22On peut faire l’hypothèse qu’il en est de l’homophilie comme de l’homogamie, qui se maintient si l’on considère les niveaux d’études, mais décroît pour les catégories professionnelles, à cause de la modification de la structure de celles-ci, qui se diversifie et se réduit moins qu’auparavant à une hiérarchie. L’enquête classique de Fischer, consacrée aux effets de l’urbanisation de masse sur les formes de solidarité sociale, montrait que les citadins avaient des réseaux un peu différents de ceux des ruraux (censés représenter le passé) : une densité plus faible et des relations plus homophiles, à la fois pour l’âge (en ville, les jeunes fréquentant moins les plus âgés), le niveau d’études (les plus diplômés fréquentant moins ceux qui ont fait peu d’études) et la profession. Les urbains fréquentent moins leurs voisins et leur famille, mais déclarent plus d’« amis ». Une des façons d’interpréter ces différences est de dire que la ville abaisse les contraintes sur les interactions et rend de ce fait la construction des relations plus libre. Lorsque les relations sont plus choisies, elles font plus de place au jeu des affinités et tendent de ce fait à être plus homophiles.

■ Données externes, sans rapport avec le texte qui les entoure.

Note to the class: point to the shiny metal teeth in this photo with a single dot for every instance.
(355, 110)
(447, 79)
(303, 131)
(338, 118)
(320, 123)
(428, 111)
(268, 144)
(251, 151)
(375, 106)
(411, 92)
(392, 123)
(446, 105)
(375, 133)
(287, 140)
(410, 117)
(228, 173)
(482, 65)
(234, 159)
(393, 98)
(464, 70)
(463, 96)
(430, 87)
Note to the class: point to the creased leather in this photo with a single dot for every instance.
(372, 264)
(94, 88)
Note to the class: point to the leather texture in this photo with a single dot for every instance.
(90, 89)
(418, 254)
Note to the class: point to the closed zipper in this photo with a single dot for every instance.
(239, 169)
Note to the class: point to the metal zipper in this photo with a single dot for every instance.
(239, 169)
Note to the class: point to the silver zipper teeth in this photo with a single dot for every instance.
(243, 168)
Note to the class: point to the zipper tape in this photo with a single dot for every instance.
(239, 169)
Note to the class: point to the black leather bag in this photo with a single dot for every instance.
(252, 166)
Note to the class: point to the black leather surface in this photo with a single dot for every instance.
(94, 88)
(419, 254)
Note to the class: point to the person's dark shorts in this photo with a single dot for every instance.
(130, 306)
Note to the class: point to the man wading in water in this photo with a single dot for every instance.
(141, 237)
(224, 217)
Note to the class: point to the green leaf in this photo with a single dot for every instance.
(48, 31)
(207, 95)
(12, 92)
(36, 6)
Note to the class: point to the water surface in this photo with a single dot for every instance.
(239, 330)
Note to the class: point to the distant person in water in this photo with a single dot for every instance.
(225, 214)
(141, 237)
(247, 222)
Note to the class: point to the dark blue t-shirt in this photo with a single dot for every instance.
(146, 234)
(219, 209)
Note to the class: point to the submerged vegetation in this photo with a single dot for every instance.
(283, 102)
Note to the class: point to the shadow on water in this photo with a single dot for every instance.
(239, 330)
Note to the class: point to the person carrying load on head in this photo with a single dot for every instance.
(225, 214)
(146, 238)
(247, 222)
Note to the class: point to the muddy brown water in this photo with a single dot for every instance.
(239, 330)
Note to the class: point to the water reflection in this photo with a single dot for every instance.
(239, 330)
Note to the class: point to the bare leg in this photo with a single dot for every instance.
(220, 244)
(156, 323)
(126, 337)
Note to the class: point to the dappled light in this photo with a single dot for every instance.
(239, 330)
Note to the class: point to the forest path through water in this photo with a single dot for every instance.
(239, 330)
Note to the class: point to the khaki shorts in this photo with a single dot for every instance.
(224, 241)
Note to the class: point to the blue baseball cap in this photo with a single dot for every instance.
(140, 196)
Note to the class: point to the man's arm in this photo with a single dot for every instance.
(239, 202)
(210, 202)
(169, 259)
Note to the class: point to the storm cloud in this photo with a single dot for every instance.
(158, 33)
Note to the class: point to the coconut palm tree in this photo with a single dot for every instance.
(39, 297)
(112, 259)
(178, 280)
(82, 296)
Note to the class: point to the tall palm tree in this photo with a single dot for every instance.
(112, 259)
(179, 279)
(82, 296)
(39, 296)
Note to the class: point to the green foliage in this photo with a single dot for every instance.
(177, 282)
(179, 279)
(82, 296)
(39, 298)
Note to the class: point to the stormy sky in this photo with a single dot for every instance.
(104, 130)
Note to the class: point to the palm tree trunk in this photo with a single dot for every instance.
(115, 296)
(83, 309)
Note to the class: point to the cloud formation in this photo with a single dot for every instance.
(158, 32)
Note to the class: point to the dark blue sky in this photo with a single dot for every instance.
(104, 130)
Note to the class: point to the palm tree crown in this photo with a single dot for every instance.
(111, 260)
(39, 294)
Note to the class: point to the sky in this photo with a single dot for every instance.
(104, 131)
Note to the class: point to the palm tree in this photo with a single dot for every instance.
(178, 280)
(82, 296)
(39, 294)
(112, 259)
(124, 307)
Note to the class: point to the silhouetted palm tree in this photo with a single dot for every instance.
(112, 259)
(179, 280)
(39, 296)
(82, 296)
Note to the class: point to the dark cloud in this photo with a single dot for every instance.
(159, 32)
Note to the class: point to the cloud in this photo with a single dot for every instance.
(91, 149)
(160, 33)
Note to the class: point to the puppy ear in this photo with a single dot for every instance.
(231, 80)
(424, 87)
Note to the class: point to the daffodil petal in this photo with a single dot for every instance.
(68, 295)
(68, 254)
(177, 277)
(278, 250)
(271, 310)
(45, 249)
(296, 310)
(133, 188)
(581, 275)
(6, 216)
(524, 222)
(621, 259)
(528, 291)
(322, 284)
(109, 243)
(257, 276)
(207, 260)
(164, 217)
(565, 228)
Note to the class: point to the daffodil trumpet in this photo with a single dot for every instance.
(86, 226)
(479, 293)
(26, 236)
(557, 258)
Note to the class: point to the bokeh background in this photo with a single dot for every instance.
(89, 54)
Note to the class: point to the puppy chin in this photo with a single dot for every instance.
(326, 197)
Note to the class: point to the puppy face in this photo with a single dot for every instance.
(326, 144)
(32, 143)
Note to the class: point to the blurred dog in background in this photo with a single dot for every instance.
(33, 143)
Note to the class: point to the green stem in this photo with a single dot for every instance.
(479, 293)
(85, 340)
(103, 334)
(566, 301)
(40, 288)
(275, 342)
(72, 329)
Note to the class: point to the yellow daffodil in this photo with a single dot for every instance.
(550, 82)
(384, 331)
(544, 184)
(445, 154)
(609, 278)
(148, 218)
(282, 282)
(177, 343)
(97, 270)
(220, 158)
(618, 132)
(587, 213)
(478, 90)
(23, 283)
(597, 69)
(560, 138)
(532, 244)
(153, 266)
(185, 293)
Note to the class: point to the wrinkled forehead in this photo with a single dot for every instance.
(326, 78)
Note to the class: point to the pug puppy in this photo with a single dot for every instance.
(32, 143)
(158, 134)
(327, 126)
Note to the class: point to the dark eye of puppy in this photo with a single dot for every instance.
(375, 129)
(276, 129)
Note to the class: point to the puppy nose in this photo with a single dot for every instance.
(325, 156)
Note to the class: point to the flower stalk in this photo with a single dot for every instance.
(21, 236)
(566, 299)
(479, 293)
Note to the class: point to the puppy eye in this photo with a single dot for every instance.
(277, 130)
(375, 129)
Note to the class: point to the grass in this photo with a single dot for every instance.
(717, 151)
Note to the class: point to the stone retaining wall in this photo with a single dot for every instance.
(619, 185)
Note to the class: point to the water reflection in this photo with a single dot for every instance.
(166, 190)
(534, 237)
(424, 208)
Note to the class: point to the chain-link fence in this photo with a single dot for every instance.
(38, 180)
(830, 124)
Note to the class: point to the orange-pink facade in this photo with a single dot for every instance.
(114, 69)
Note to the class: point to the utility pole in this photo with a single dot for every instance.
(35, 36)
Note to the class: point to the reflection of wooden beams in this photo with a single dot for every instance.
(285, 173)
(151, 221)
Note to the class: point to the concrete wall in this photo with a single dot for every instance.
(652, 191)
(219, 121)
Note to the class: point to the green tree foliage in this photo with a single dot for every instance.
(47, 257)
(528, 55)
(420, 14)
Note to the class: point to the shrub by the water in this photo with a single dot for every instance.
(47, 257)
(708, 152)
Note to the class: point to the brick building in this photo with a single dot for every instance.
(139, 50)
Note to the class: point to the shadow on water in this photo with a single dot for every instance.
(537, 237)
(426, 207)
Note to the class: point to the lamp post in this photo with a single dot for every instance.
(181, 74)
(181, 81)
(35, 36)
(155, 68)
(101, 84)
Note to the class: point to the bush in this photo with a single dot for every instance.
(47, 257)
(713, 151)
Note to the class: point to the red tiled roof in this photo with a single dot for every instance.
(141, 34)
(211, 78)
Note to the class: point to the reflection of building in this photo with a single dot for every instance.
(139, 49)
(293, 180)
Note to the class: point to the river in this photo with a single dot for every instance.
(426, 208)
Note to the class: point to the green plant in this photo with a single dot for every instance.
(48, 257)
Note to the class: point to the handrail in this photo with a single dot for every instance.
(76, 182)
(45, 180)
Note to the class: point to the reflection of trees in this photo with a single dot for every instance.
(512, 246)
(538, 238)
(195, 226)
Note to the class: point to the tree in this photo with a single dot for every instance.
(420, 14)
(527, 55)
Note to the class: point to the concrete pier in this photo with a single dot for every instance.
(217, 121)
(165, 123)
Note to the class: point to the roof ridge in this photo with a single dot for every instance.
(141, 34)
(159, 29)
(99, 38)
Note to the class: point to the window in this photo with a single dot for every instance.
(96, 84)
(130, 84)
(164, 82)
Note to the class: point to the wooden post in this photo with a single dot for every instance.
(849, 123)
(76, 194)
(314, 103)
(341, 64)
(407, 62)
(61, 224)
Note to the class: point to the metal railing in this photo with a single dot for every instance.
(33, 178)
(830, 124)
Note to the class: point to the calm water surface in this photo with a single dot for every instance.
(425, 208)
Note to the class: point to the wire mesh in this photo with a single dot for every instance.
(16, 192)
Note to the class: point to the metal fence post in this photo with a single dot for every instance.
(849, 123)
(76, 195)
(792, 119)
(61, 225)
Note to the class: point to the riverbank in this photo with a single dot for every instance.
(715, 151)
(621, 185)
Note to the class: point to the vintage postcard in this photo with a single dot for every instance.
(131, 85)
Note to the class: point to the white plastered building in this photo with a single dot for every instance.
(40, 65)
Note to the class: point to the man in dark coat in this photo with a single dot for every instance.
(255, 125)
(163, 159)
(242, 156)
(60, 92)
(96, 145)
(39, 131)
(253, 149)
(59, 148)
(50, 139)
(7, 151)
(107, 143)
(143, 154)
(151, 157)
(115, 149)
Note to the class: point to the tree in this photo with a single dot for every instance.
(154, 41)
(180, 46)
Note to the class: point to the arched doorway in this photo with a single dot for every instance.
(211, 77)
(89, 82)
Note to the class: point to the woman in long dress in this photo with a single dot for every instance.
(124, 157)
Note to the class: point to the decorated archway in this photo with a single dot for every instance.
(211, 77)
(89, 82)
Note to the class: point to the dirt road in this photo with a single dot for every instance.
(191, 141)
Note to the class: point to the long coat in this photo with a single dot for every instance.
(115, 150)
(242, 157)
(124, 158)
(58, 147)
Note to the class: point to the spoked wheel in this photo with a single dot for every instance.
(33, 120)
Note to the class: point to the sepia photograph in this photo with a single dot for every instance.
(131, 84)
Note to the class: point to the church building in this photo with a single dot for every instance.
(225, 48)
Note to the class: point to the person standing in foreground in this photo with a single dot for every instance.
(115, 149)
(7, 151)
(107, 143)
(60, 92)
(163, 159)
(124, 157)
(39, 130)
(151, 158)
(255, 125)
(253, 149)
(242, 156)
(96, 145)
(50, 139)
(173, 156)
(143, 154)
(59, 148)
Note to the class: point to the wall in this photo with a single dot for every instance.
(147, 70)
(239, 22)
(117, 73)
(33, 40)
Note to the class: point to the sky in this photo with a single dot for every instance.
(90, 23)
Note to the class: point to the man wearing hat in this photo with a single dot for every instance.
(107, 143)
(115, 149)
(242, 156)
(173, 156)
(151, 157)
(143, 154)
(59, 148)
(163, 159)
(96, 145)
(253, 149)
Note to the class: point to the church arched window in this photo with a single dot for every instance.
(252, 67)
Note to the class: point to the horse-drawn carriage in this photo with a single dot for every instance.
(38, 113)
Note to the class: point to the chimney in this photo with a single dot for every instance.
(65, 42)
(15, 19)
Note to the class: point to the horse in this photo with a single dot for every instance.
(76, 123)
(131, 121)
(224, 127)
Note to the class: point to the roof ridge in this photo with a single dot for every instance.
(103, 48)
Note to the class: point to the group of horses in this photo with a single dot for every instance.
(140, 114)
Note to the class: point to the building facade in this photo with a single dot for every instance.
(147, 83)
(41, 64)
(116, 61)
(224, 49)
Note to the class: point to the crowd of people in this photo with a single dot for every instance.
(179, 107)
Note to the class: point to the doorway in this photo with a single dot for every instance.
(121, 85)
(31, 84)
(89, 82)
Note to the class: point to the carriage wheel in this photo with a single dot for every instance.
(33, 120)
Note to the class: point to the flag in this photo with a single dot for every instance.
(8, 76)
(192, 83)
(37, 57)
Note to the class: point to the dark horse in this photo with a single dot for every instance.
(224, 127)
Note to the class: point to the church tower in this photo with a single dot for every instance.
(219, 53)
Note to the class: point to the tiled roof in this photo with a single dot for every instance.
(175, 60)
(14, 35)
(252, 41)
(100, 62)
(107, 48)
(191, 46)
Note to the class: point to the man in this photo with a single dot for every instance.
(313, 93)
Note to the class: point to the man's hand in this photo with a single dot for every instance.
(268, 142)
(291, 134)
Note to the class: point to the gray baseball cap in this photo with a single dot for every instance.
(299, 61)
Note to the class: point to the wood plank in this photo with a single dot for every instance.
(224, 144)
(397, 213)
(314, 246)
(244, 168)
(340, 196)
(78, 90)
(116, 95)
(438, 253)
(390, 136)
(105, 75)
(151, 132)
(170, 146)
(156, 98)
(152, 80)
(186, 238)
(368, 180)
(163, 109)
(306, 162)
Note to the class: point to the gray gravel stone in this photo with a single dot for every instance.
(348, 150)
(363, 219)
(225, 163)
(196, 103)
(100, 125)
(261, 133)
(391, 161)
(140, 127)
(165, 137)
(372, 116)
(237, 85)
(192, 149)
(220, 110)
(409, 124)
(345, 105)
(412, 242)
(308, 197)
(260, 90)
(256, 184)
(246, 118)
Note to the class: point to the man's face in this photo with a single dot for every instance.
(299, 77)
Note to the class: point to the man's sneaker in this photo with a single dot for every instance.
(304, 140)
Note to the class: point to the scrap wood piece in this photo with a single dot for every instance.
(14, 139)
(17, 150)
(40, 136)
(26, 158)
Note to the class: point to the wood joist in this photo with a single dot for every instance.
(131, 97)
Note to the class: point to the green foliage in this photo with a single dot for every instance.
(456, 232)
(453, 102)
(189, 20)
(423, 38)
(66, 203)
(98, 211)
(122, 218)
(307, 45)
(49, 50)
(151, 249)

23Il est vraisemblable que l’évolution des moyens de communication ait un effet du même type. Dans une recherche sur les usages relationnels d’Internet réalisée il y a plus de quinze ans [49], il apparaissait que les utilisateurs intensifs d’Internet tendaient à avoir des réseaux moins denses, ce qui m’avait amené à former l’hypothèse que le développement de la communication électronique pourrait avoir sur les réseaux sociaux un effet similaire à celui de l’urbanisation. Lorsque les limites matérielles et sociales, qui contraignent à une certaine diversité sont allégées, que la distance géographique, les barrières linguistiques, et autres, pèsent moins sur les interactions, alors s’accroît la possibilité de créer des relations homophiles, c’est-à-dire de choisir plus librement des amis semblables en matière de goûts et de comportements. Dans une enquête conduite à Toulouse en 2001 [50], cette hypothèse trouve un argument supplémentaire. L’usage du courrier électronique y est plus fréquent dans le cas de relations homophiles. Ainsi, en restreignant l’analyse aux enquêtés utilisant le courrier électronique avec au moins une des relations citées, 52 % des personnes avec qui les enquêtés communiquent par courrier électronique, et qui ne sont pas de leur famille, ont le même niveau d’études qu’eux, alors que la proportion est de 42 % pour ceux avec qui ils n’échangent pas de courrier de ce type. Les proportions passent respectivement à 58 % et 29 % pour les relations familiales.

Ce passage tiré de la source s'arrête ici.